Or che farò? se 'n Colco unqua ritorno, Da quei Regi il mio biasmo ecco cantarsi; Se nel Regno di Rodi io fo soggiorno, Pur oggi i falli miei vi fian cosparsi, Ed udralli Ottoman; cotanto scorno Non è da sofferir per Anacarsi; E se contra il desir stata è mal forte, Emenda farne le convien con morte.

XLVII

Ma perchè m'abbandono? a che non stringo La spada, e volgo il piè su quelle arene? Chè non trovo quell'empio? chè non tingo, Chè non lavo la man ne le sue vene? Misera me, che i miei furor lusingo; Giacciasi estinto, or quale onor men viene? Ella si vendicò, diran le genti, De' suoi non accettati abbracciamenti.

XLVIII

No, no; tutt'altro è in van; solo il morire A tanto affanno, a tanto obbrobrio avanza, Sì freme, e fra l'asprissimo martire Omai di forsennata avea sembianza, Indi con forte piè prende a salire Rupe deserta, che di belve è stanza, Le cui sublimi e solitarie sponde Del mar spumante percotevan l'onde.

XLIX

Quì sta pensosa; e così grida al fine: Deh perchè di Caffà le selve ombrose Già mi salvaro e quelle balze alpine?
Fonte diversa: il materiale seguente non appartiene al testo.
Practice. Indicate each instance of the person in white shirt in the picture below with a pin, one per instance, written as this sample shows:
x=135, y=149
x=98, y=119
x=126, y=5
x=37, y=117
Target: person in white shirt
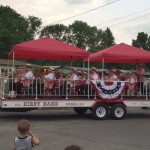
x=28, y=76
x=49, y=81
x=94, y=74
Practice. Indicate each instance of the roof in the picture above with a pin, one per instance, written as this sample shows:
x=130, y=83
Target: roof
x=47, y=49
x=121, y=53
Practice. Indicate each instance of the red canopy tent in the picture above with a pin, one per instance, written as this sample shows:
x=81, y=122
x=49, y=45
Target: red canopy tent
x=121, y=53
x=47, y=49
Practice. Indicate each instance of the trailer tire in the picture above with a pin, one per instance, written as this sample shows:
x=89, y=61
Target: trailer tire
x=100, y=112
x=80, y=111
x=118, y=111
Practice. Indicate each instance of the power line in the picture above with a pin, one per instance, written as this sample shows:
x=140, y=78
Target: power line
x=84, y=12
x=130, y=20
x=123, y=17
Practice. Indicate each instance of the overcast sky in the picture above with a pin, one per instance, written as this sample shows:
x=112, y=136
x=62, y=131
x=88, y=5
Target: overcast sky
x=125, y=18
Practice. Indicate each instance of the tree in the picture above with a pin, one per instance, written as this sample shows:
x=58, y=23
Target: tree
x=107, y=39
x=15, y=29
x=142, y=41
x=57, y=31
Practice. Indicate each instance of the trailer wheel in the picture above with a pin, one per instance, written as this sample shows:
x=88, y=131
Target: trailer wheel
x=118, y=111
x=80, y=110
x=100, y=112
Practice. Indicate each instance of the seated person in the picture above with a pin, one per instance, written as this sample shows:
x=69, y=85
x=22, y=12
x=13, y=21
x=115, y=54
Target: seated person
x=113, y=76
x=49, y=80
x=131, y=82
x=94, y=74
x=28, y=76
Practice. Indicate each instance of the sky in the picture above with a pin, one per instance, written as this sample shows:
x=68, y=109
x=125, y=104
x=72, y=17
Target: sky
x=125, y=18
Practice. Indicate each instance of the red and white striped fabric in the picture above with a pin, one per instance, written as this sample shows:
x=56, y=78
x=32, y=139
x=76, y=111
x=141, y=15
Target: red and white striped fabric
x=108, y=90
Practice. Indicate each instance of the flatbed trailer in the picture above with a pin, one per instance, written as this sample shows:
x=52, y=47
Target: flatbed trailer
x=100, y=108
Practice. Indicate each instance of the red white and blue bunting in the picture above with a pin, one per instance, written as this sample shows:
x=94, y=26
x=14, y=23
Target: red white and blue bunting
x=108, y=90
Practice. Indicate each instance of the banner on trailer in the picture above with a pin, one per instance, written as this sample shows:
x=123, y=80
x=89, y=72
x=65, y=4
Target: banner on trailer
x=108, y=90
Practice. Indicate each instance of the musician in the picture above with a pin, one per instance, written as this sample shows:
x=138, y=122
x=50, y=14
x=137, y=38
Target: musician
x=94, y=74
x=140, y=73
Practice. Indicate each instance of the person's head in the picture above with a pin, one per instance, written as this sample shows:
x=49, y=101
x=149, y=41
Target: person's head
x=72, y=147
x=23, y=126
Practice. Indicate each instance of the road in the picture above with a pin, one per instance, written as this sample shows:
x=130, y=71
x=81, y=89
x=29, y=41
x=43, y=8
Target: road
x=60, y=128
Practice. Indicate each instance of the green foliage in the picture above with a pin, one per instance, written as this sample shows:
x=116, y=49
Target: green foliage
x=15, y=29
x=142, y=41
x=57, y=31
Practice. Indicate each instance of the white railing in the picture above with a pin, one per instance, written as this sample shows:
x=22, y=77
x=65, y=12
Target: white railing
x=39, y=88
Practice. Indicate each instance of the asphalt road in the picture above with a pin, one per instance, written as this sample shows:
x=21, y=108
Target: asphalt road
x=60, y=128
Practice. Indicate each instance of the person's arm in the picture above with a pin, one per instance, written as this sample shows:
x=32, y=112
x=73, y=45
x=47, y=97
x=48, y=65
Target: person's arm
x=14, y=148
x=36, y=140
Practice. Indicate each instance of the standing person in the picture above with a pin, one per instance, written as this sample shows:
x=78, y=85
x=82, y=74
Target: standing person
x=72, y=147
x=140, y=73
x=26, y=139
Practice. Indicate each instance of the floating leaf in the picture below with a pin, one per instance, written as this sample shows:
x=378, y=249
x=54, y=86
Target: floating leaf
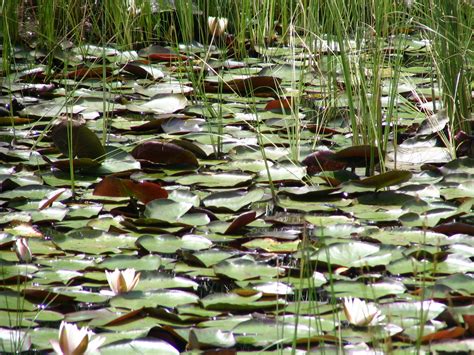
x=144, y=191
x=73, y=136
x=165, y=153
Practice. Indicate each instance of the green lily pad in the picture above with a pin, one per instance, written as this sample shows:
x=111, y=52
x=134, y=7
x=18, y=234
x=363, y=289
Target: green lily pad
x=169, y=244
x=216, y=180
x=158, y=298
x=233, y=200
x=93, y=241
x=143, y=346
x=246, y=269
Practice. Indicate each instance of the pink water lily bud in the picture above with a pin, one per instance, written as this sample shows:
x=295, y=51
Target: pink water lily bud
x=121, y=281
x=22, y=250
x=217, y=25
x=361, y=313
x=75, y=341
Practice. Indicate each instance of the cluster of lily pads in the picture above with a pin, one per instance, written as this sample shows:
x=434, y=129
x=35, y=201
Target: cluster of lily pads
x=217, y=237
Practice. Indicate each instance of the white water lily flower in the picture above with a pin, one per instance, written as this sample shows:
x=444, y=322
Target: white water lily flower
x=22, y=250
x=75, y=341
x=361, y=313
x=217, y=25
x=121, y=281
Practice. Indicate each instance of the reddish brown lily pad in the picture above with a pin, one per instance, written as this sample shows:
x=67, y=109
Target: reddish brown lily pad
x=144, y=191
x=165, y=153
x=322, y=160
Ed in quel folto orror le fere ascose Chè non fero di me strane rapine, Allor che la mia vita ivi s'espose? E de le membra con orribil strazio Loro digiun non rimiraron sazio?

L

Ma non è tempo omai da più gir presso A sì fatti pensier; le mie giornate A fin son giunte, o morte, io mi t'appresso, Raccogli tu le membra egre, affannate, E se nume è là giù, cui sia commesso D'un'anima dolente aver pietate, Voglia d'un prego sol farmi contenta, Ed è celarmi altrui poi che io sia spenta.